Sun-Times’ Joe Reilly, who debunked ‘bullet holes’ photo in Black Panthers’ slayings, dead at 81

His reporting found that a photo showing the supposed ‘bullet holes’ — suggesting that the Panthers had fired on police — actually were only nail heads.

SHARE Sun-Times’ Joe Reilly, who debunked ‘bullet holes’ photo in Black Panthers’ slayings, dead at 81
Joe Reilly, who was a reporter and metro editor for the Sun-Times.

Joe Reilly, who was a reporter and metro editor for the Sun-Times.

Provided

When a tipster urged the Chicago Sun-Times to investigate the 1969 police raid in which Black Panther Party leaders Fred Hampton and Mark Clark were gunned down, reporter Joe Reilly was assigned to check it out.

He found that the photos of “bullet holes” in their West Side apartment, suggesting that the men had fired at the police, actually were just nail heads.

Mr. Reilly, who rose to be Sun-Times metro editor and later trained generations of Chicago journalists when he headed the storied City News Bureau of Chicago, died in his sleep Monday at the Cordia Senior Residence in Westmont, according to his son Brian. He was 81.

After the Chicago Tribune printed a police photo purporting to show the bullet holes in the raid, Sun-Times Editor Jim Hoge got a tip that the story was dubious.
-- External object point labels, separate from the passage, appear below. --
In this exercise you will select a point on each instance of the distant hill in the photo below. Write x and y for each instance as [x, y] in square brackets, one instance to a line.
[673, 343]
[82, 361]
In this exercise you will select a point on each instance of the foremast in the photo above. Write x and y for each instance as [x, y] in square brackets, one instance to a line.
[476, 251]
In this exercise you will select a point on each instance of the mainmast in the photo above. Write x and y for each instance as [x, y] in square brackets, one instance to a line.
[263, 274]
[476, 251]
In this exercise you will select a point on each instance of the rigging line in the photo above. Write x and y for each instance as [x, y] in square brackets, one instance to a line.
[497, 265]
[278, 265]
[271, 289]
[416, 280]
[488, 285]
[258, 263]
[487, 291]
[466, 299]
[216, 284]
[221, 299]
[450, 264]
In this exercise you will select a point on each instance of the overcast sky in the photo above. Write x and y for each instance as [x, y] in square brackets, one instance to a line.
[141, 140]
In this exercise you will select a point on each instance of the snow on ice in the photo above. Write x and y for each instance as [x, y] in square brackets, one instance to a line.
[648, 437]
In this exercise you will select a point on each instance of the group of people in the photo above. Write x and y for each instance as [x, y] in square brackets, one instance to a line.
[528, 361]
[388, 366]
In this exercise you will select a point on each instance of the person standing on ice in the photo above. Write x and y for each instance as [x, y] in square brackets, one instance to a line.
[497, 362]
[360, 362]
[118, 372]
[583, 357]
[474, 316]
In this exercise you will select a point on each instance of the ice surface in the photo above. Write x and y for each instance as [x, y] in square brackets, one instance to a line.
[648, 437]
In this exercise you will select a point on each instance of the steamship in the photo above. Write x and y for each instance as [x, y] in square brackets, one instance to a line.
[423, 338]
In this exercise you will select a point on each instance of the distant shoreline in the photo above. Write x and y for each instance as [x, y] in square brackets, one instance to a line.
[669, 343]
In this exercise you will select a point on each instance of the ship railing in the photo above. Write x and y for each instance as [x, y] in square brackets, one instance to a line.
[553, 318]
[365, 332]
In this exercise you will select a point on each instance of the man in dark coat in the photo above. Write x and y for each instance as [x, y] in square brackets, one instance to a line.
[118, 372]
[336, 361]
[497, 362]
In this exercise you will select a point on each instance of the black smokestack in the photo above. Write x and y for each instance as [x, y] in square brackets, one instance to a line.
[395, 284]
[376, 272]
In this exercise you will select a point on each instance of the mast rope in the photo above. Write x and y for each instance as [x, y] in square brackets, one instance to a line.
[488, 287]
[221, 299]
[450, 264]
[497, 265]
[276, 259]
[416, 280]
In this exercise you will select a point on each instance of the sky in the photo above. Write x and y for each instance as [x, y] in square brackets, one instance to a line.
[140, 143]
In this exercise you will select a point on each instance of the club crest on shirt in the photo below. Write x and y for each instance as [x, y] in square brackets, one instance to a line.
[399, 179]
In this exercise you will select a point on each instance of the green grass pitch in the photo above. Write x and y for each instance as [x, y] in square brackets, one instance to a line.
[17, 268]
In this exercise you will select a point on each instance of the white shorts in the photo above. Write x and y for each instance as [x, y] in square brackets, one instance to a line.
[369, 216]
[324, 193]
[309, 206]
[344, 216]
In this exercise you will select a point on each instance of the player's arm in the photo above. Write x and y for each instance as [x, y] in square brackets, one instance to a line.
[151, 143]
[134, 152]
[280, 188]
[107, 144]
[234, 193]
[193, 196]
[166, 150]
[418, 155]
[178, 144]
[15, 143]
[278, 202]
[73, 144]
Mr. Reilly, Hoge and a Sun-Times photographer toured the apartment at 2337 W. Monroe St. to examine the scene where Clark and Hampton, chairman of the Illinois Black Panther Party, were killed in the Dec. 4, 1969, predawn raid led by the Cook County state’s attorney’s police. Hampton was found dead in bed. Clark was in the living room.
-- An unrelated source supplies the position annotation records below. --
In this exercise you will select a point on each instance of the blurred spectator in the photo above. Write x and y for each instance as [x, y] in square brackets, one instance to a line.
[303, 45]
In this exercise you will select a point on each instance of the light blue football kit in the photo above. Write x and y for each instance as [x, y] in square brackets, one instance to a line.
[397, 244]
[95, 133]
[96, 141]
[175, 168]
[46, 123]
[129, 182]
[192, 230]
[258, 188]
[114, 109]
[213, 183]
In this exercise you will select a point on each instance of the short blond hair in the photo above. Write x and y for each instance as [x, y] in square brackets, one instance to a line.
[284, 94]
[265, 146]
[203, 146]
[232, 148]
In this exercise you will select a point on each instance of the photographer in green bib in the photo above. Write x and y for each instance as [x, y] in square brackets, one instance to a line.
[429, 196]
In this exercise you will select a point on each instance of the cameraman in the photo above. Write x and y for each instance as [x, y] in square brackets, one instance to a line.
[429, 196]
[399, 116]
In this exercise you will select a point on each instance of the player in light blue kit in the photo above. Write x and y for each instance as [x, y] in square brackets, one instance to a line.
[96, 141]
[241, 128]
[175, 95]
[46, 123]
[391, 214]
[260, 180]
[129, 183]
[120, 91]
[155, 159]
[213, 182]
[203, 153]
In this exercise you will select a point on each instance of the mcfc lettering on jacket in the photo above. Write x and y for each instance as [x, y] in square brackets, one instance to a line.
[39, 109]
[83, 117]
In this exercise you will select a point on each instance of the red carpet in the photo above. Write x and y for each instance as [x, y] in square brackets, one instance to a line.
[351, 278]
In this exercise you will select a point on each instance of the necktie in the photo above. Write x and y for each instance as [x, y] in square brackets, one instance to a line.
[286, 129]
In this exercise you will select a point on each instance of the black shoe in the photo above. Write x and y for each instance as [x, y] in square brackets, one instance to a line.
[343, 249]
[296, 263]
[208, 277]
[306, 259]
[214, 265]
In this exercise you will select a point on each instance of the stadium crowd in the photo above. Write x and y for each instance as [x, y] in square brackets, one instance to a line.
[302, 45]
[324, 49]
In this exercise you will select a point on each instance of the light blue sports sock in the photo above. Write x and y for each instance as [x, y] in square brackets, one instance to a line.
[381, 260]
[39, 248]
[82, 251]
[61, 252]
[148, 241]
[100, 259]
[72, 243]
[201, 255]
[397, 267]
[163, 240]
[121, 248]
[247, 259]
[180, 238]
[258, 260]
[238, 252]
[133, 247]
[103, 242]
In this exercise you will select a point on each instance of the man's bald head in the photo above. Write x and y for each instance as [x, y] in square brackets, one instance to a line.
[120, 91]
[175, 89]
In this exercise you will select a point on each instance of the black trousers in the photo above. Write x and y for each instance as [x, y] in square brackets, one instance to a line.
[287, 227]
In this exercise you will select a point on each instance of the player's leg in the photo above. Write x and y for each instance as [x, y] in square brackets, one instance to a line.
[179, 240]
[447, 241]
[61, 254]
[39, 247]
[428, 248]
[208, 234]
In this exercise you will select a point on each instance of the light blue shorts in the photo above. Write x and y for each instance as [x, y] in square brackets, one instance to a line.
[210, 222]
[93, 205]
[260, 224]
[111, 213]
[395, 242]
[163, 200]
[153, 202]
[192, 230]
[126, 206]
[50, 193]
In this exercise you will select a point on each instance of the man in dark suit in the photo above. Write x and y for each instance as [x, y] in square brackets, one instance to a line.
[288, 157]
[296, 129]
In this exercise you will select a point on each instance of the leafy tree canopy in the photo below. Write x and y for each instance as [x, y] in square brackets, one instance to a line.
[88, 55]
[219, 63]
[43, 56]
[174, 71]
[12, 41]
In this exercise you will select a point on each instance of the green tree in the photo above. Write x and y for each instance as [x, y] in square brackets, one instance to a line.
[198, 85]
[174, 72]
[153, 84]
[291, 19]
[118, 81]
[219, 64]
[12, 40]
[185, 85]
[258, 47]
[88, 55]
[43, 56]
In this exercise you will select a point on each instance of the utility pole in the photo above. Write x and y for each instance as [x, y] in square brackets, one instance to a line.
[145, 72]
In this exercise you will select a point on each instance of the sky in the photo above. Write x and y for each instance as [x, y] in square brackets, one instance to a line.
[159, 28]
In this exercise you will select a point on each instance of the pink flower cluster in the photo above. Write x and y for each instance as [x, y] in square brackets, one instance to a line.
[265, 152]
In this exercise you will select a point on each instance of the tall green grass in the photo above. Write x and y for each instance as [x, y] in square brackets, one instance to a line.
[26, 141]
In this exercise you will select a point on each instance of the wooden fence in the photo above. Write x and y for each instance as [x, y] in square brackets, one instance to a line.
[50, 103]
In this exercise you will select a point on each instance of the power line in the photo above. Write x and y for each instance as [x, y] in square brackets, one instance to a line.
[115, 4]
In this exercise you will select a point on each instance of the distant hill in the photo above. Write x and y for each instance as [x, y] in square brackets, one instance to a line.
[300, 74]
The investigation led to a front-page story in the Sun-Times that ran under the headline: “Those ‘bullet holes’ aren’t.”

In it, Mr. Reilly wrote: “Nail heads and not bullet holes were shown in a police picture of a West Side flat where two Black Panthers were fatally shot by police, the Cook County state’s attorney’s office acknowledged Thursday.”

A Sun-Times front page with the story, headlined “Those ‘bullet holes’ aren’t” that showed that a police photo purporting to show bullet holes from shots fired by two Black Panther Party members actually were nail holes, undercutting the official account of the predawn raid in which Fred Hampton and Mark Clark were killed.

Joe Reilly’s story reporting that a police photo purporting to show bullet holes from shots fired by two Black Panther Party members actually were nail holes, undercutting the official account of the predawn raid in which Fred Hampton and Mark Clark were killed.

It was one of the biggest stories in the country. But Mr. Reilly said he was just doing his job.

“Hoge went to the city editor and said, ‘Who’s free?’ ” he told the Sun-Times in 1999. “And I wasn’t doing anything.”

Young Joseph grew up on 76th Court in Elmwood Park. His father Wilfred operated a butcher shop nearby. He attended St. Mel High School before transferring to Elmwood Park High School, where he graduated in 1957.

He was in the Air Force from 1957 to 1961, editing a base newspaper and working as a disc jockey at military assignments that included Saudi Arabia.

“He loved jazz music, and that’s what he would play at the base,” his son said.

Mr. Reilly especially enjoyed the recordings of Miles Davis and Thelonious Monk.

After the Air Force, he worked as a reporter for the now-defunct City News Bureau.

In 1961, he went to work for the Sun-Times, where, in addition to the Panther raid, his reporting included work on Florida land swindles and the challenges of a wife of a Vietnam POW.

In the early 1960s, he married the former Celeste O’Connor. They raised their children in Hillside and Hinsdale.

“He loved my mom as much as when she died 21 years ago, and, when she died, he loved her as much as when they got married,” their son said.

Mr. Reilly advanced to the rank of metropolitan editor before taking a buyout when Australian media magnate Rupert Murdoch bought the paper in 1984. Mr. Reilly later was general manager and editor of the City News Bureau.

When City News hit its 100th anniversary in 1990, Mr. Reilly told the Tribune that reporters first must learn the basics.

“It’s important for young people to learn to get their facts straight,” he said. “After you learn to be a reporter, then you can learn to be a poet.”

He also was a keeper of City News lore, including oft-told stories about how a germ-conscious editor sterilized his workspace in pre-Purell days. “He would really clean his desk very diligently, and in fact pour a little benzene on his desk and set it afire,” Mr. Reilly once recalled.

He devoured multiple newspapers.

“He was all news all the time,” his son said. “We’d have giant stacks of papers out at the curb every garbage day.”

In addition to his son, Mr. Reilly is survived by daughters Patti Comenduley and Kirsten Sullivan and nine grandchildren. A private family funeral is planned.